В голове его выстраивались стройные ряды исторических справок. Латифундия – это вам не огород в Ленинградской области. Это гигантское поместье, ориентированное на экспорт, где труд рабов заменяет рвение собственника. Когда богачи скупили все, превратив Италию в пастбища и оливковые рощи, дух республики испустил последнее дыхание. Крестьянин ушел в город за бесплатным хлебом и зрелищами, а земля стала лишь средством накопления капитала. «Широкие поля погубили Италию», – говаривал Плиний Старший, и Платон Пантелеймонович был с ним совершенно согласен, потирая пухлые ладони.
В этот момент идиллия была нарушена. Соседская девка Акулина, девица кровь с молоком и умом с наперсток, вышла к колодцу. Она была в коротком сарафане, а в руках держала огромное ведро, которое с грохотом опустила на сруб.

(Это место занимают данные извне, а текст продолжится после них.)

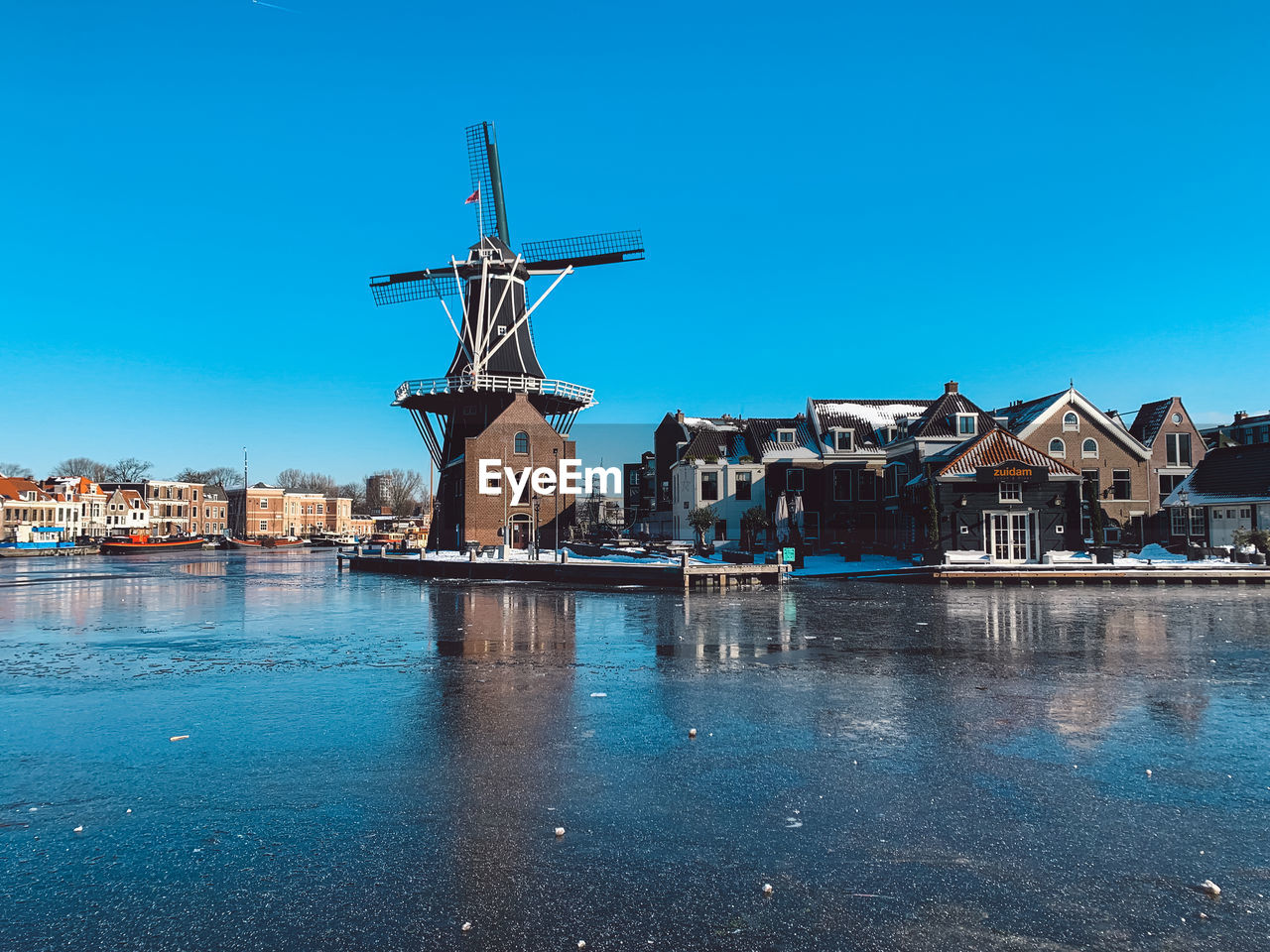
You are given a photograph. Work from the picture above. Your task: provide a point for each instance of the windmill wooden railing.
(490, 382)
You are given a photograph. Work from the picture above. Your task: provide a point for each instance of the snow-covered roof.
(1227, 475)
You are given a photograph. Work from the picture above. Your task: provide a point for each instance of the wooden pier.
(571, 571)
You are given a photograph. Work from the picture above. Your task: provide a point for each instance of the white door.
(1010, 537)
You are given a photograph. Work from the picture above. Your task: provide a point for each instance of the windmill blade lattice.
(413, 286)
(604, 248)
(481, 146)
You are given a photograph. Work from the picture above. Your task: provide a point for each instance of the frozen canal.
(373, 762)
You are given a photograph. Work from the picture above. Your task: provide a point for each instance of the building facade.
(518, 436)
(1176, 448)
(1115, 467)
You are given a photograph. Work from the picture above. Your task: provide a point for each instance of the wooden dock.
(1109, 575)
(579, 572)
(45, 552)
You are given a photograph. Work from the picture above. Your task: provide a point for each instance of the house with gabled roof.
(944, 422)
(1114, 465)
(28, 513)
(793, 467)
(671, 440)
(1176, 448)
(852, 436)
(1000, 500)
(1228, 490)
(716, 468)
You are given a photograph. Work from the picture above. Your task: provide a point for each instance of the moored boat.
(144, 542)
(330, 539)
(264, 542)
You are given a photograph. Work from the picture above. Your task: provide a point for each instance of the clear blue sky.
(853, 200)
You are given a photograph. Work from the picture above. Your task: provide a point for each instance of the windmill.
(488, 307)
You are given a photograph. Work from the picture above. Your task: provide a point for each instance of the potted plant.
(752, 522)
(699, 520)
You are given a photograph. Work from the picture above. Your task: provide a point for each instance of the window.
(842, 485)
(1178, 448)
(1169, 483)
(897, 476)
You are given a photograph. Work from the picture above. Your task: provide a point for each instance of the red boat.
(264, 542)
(143, 542)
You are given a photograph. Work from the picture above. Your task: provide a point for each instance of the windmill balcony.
(488, 382)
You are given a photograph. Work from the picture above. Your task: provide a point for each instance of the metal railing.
(466, 382)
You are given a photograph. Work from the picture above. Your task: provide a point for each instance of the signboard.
(1011, 471)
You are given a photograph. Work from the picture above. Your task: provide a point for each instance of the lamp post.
(536, 530)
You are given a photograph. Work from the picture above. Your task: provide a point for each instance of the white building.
(715, 470)
(126, 513)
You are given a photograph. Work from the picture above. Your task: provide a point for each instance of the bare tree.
(82, 466)
(299, 481)
(128, 470)
(405, 493)
(223, 476)
(356, 492)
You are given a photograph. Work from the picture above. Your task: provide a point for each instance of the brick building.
(518, 436)
(1114, 465)
(1176, 448)
(263, 513)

Платон Пантелеймонович дернулся. Его мысль, только что парившая над Капитолийским холмом, совершила крутое пике.
– Вот! – воскликнул он, подавшись вперед так, что кресло жалобно скрипнуло. – Взгляните на эту экспроприацию пространства! Акулина и ее ведро – это же в миниатюре та самая земельная ненасытность. Ведь что такое латифундия в своей сути? Это желание владеть огромным, необъятным, сочным куском, который нельзя обработать в одиночку, но на который хочется навалиться всей тушей своего капитала.
Он облизнул губы, и в его глазах зажегся нехороший, маслянистый огонек.
– Гляньте, как она гнется за водой. Эта ее... конфигурация тыла... это же чистая Южная Америка девятнадцатого века! Там латифундисты захватывали площади такими же округлыми мазками. Земли много, она рыхлая, податливая, только и ждет, чтобы в нее вонзился плуг жестокого собственника. И ведь Акулина, шельма, ведет себя как типичный олигарх: выставила свои «угодья» на всеобщее обозрение, дразнит, понимаешь, мелкого арендатора.
Платон Пантелеймонович тяжело задышал, а его стиль начал стремительно линять, как дешевый ситец под дождем. Крахмальный воротничок окончательно сдался под напором пота.
– А груди-то, груди! – прохрипел он, уже не глядя в книгу. – Это же две отдельные асьенды! Каждая требует своего надсмотрщика с кнутом. Вот ты какая, латифундия проклятая! Развалилась на полсела, колышется, соками брызжет. Тебе бы все объемы наращивать, чтоб мужик в твоих пашнях утоп, как в болоте. Ты ж не огород, тебя за день не вспашешь, тут трактор нужен, а лучше – батальон штрафников, чтоб до самого горизонта пахали эту мясистую целину!
Он вскочил, опрокинув столик с «Аграрным вестником».
– Слышь, латифундистка хренова! – заорал он, перевешиваясь через перила. – У тебя ж там чернозем непаханый, лопухами зарос! Иди сюда, я тебе устрою аграрную реформу! Я тебе покажу, как концентрация капитала в одних руках доводит до цугундера! Распустила свои гектары, дышать нечем, все небо загородила своими буферами... Дай хоть за межу подержаться, я ж как безземельный пролетарий сохну!